Among other things, hospitals must provide the IRS with more data and details to justify their tax-exempt status. They are required to explain their charity care, including the criteria for determining whether patients qualify for this care. They are also required to do a community needs survey every three years and spell out community efforts they have undertaken to boost health and safety during the past year.
Those efforts might include advocacy for health improvement, leadership training, and housing or economic development initiatives that benefit communities served by the hospital.
Roth says, "There is now more transparency, more information available to consumers under IRS Form 990, which hospitals must file. They also must explain, among other things, which patients qualify for discounts."
The coalition's review showed that most area hospitals offered free care to needy patients with incomes below 200 percent of poverty. That about $46,100 a year for a family of four. The coalition also found that spending on community efforts among the hospitals ranged from nothing to under 1 percent of expenses.
"The ACA gave the IRS a little bit more authority," Roth says, adding that hospitals are now limited in the amount of uninsured patients could be charged.
"They couldn't be charged, for instance, the gross charge amount, which is like the list price. It's far more than anybody else pays."
Roth says hospitals also are now forbidden to engage in certain collection action, such as lawsuits and liens, at least not before determining if patients are eligible for financial assistance.
The IRS can also impose a tax of $50,000 if a hospital fails to comply with the new rules. Roth says that's "a pretty big fine" for a small rural hospital, but not for large facilities like those in St. Louis.

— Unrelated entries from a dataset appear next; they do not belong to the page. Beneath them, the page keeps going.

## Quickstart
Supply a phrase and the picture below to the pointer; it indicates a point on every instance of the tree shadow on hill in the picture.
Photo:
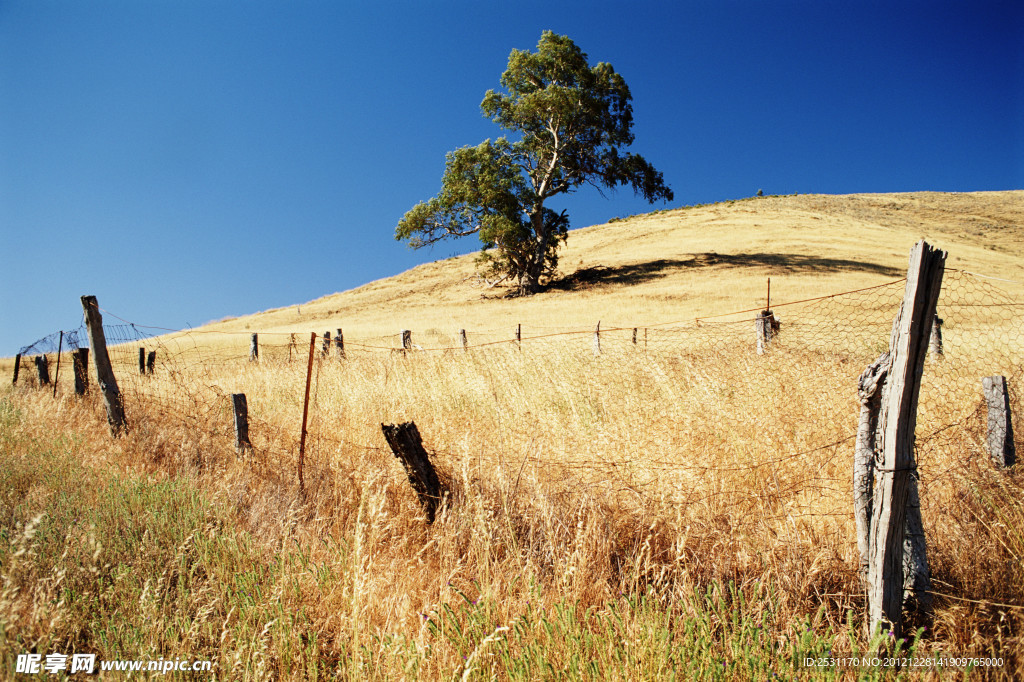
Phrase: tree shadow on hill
(634, 273)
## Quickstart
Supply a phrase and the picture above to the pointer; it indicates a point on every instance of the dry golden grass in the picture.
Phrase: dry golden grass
(676, 467)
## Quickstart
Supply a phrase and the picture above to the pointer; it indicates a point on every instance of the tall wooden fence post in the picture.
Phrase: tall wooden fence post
(999, 433)
(56, 373)
(241, 408)
(339, 344)
(42, 370)
(104, 374)
(897, 561)
(80, 364)
(408, 446)
(305, 411)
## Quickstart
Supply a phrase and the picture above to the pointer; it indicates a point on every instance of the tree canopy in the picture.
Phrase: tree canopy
(571, 121)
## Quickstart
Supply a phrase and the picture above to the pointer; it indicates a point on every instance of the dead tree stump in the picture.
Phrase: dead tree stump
(408, 446)
(999, 433)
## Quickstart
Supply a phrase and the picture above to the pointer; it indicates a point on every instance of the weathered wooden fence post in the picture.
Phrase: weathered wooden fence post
(241, 408)
(999, 434)
(766, 326)
(305, 411)
(935, 344)
(80, 364)
(897, 563)
(339, 344)
(104, 374)
(56, 373)
(408, 446)
(42, 370)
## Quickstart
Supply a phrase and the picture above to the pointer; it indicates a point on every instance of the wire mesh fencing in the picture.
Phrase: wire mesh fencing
(681, 413)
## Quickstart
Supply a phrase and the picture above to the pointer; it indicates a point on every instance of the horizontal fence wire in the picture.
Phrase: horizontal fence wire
(683, 413)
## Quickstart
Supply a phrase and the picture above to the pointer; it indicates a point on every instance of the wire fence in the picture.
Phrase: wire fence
(684, 412)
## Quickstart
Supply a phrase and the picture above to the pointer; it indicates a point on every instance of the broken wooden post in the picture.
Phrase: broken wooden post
(408, 446)
(935, 343)
(80, 364)
(241, 409)
(897, 561)
(104, 374)
(999, 434)
(43, 370)
(339, 344)
(766, 326)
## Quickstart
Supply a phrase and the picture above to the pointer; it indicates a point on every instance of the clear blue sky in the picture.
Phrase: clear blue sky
(189, 160)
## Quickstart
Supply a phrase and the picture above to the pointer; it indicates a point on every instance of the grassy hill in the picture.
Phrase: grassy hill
(687, 262)
(674, 506)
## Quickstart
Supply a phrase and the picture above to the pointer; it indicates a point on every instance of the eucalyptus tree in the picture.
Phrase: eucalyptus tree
(570, 122)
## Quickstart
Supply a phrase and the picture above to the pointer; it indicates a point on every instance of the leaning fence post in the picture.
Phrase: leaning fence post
(104, 374)
(241, 409)
(305, 411)
(56, 373)
(897, 561)
(407, 444)
(43, 370)
(80, 363)
(999, 434)
(765, 326)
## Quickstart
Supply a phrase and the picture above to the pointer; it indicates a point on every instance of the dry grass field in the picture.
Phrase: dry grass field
(677, 507)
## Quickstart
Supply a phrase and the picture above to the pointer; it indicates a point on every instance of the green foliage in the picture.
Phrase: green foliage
(571, 120)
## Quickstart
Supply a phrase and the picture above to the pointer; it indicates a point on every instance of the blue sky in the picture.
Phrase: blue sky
(184, 161)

Charity care was just one of many issues reviewed in the Business Health Coalition's report. It found that area hospitals in general were improving on issues ranging from avoidable readmission rates to infections.
"They are doing better," she says. "We're very pleased that the infection rates for coronary artery bypass graft, for example, have dropped by 30 percent annually, and that's really huge. That was for patients at the highest risk."
She added that avoidable readmission rates also had declined for 14 of the hospitals and that others with higher than average readmission rates were reaching out to communities to "help people from returning to hospitals so much." Part of the incentive for this is the financial penalty imposed by the Centers for Medicare & Medicaid Services.
Beginning in September, hospitals with preventable readmission rates might face a loss of up to 1 percent of their aggregate inpatient Medicare payments during the first year, 1.25 percent in the second year, and 1.5 percent in the third year.
The Business Health Coalition's report said the success hospitals were making "reinforces the power of public reporting to improve care quality."